For an ecommerce experiment, this has significant implications since returning users (buyers) are much more likely to purchase. It’s not a fair comparison if one group contains all sessions, and the other only contains the buyer’s first sessions. The results of the experiment changed from negative to positive overall after switching the analysis unit from session to user so that all user’s sessions were considered.
Another important lesson learned: 💡go down rabbit holes. In this case, the additional investigation turned out to be incredibly valuable as the entire outcome of the experiment changed after discovering the key segment that was inadvertently excluded. The outcome of a rabbit hole investigation may not always be this rewarding, but at minimum you’ll learn something you can keep in your cognitive backpack.
We are measuring averages
Oftentimes it may be tempting to look at your overall experiment results across all segments and call it a day. Your experiment is positive overall and you want to move on and roll out to the feature. This is a dangerous practice, as you can miss some really important insights.

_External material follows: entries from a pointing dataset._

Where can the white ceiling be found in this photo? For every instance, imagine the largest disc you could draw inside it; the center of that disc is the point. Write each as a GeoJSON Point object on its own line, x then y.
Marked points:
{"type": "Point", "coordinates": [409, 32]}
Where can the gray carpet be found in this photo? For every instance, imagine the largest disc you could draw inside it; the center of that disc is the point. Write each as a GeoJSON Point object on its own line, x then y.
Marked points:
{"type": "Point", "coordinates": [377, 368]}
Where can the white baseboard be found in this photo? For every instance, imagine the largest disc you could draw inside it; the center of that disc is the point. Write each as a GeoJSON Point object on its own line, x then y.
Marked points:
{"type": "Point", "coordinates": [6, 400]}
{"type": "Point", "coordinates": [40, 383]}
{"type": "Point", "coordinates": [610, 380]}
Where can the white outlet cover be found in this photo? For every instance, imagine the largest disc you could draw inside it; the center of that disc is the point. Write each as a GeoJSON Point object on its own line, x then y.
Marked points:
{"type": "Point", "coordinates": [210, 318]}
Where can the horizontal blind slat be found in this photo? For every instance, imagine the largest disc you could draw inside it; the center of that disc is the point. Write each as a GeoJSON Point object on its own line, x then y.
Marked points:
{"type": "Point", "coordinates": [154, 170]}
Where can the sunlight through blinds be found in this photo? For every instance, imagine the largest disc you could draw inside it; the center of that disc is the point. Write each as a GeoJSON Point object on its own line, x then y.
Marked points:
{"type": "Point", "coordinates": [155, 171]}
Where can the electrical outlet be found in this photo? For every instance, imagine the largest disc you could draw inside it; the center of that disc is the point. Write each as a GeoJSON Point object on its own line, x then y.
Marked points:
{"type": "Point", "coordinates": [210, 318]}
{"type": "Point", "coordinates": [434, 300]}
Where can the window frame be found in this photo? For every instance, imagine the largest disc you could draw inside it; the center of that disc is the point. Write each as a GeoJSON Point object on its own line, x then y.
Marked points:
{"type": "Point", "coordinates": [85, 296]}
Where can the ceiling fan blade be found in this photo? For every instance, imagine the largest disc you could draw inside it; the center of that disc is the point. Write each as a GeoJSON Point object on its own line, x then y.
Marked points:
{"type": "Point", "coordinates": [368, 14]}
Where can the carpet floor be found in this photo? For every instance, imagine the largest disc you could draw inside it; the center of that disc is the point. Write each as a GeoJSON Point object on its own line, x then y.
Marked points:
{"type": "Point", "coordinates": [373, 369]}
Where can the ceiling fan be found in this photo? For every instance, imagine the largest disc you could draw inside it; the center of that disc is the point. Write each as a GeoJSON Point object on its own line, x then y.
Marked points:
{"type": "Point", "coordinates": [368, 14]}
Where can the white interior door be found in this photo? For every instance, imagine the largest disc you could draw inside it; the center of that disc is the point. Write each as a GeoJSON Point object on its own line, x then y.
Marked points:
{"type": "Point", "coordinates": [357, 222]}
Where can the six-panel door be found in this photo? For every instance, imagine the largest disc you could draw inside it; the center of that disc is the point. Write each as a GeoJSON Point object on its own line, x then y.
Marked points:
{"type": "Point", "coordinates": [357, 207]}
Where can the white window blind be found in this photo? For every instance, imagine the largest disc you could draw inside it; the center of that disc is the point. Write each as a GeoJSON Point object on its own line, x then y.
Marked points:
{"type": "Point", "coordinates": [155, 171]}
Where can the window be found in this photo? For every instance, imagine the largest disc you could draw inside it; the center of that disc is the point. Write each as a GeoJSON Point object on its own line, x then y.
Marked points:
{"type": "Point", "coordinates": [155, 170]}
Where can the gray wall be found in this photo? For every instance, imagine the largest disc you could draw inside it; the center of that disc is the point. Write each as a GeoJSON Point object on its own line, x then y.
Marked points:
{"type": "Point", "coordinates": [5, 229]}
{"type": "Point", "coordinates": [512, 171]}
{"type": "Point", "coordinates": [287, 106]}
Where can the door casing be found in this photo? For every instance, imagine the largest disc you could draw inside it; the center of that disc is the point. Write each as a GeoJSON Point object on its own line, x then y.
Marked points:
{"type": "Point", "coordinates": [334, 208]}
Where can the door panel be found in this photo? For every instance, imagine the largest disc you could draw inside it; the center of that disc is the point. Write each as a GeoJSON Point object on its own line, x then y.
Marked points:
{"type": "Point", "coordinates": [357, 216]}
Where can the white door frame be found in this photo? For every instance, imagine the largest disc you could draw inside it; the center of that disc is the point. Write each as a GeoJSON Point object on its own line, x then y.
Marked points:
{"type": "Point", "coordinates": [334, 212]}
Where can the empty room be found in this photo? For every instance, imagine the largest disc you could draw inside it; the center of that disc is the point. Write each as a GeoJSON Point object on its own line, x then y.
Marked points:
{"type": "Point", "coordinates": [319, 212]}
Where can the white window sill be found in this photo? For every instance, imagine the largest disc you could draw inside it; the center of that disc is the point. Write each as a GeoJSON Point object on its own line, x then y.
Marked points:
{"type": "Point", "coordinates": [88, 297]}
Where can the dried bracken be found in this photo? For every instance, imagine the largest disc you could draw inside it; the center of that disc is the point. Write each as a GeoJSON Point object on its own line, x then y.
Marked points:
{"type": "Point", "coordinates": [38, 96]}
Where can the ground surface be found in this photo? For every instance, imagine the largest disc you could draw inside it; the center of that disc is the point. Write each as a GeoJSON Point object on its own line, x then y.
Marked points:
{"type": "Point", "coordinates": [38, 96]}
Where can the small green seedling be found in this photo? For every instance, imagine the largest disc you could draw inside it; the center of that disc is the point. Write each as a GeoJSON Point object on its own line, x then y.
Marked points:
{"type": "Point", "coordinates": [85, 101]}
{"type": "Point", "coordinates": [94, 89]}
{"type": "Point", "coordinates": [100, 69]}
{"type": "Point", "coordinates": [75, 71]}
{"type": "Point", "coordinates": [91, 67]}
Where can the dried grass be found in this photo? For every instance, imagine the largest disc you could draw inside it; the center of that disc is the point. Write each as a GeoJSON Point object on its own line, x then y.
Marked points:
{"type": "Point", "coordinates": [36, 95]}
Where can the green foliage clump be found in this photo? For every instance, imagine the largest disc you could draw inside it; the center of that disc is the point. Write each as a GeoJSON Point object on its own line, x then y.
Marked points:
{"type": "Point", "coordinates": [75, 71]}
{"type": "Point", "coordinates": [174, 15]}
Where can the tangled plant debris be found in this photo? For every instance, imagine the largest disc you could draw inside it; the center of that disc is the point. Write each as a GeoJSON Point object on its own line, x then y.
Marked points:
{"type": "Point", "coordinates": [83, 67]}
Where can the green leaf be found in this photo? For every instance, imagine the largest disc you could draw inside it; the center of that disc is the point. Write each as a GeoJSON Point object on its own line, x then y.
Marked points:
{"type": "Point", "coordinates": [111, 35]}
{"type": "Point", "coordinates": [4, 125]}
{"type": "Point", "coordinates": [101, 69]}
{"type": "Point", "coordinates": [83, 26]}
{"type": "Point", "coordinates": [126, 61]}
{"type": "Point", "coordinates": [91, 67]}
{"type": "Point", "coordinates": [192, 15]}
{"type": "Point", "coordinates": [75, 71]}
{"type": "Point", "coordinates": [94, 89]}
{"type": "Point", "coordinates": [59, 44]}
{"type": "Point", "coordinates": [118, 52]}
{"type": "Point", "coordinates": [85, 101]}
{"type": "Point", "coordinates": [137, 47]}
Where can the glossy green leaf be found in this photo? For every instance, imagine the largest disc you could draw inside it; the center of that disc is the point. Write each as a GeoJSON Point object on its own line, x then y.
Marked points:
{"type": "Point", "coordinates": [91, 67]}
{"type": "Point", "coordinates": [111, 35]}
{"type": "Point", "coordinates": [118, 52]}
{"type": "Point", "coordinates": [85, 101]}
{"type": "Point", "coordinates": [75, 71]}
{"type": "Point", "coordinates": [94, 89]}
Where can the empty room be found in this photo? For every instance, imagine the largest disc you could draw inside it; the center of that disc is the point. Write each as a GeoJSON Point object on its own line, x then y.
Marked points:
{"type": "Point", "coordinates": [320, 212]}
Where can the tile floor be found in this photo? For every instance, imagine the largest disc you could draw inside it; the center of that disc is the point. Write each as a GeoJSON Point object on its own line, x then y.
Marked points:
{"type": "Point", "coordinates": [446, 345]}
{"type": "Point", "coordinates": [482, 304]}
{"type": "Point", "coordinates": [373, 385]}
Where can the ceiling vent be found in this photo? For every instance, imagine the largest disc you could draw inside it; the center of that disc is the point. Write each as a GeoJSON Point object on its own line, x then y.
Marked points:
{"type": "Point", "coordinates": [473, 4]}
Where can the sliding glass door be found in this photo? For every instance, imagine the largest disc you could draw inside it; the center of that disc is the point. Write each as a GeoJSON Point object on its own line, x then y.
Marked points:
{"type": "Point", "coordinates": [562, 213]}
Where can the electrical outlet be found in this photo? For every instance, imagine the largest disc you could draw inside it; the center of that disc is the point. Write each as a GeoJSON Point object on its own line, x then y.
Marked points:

As we report results across all segments, it’s important to remember that 💡we are measuring averages. Positive overall doesn’t mean positive for everyone and vice versa. Always slice your results across key segments and look at the results. This can identify key issues like a certain browser or device where your design doesn’t work, or a buyer demographic that’s highly sensitive to the changes. These insights are just important as the overall result, as they can drive product changes or decisions to mitigate these effects.
So as you run more experiments, remember:
- 💡Think carefully when choosing your randomization unit
- 💡Simulations are your friend
- 💡Data can, and should inform both big & small decisions
- 💡Develop a deep understanding of your system
- 💡Log generously
- 💡Run more A/A tests
- 💡Peeking is good
- 💡Beware of user skew
- 💡Go down rabbit holes
- 💡We are measuring averages
I certainly will.
1 For a more involved discussion on choosing your randomization unit, check out this post.
3 You can consult this post to learn more about when you can expect a higher rate of false positives when your randomization unit is different than the analysis unit, and how to deal with it when you are affected.
4 Kohavi & Longbotham discuss experiments involving redirects in this paper, and how it is important to run an A/A test (or rather, A/A’ test, where A’ uses a redirect) prior to the A/B test.
5 I’ve written a separate post on running A/A tests for those who are interested in learning more.
6 By peeking is good I mean looking at your results throughout the course of the experiment. To avoid the peeking problems most people are aware of, this can only be done in conjunction with following a strict experiment plan to collect a pre-determined sample size (i.e. don’t get excited by the results and end the experiment early).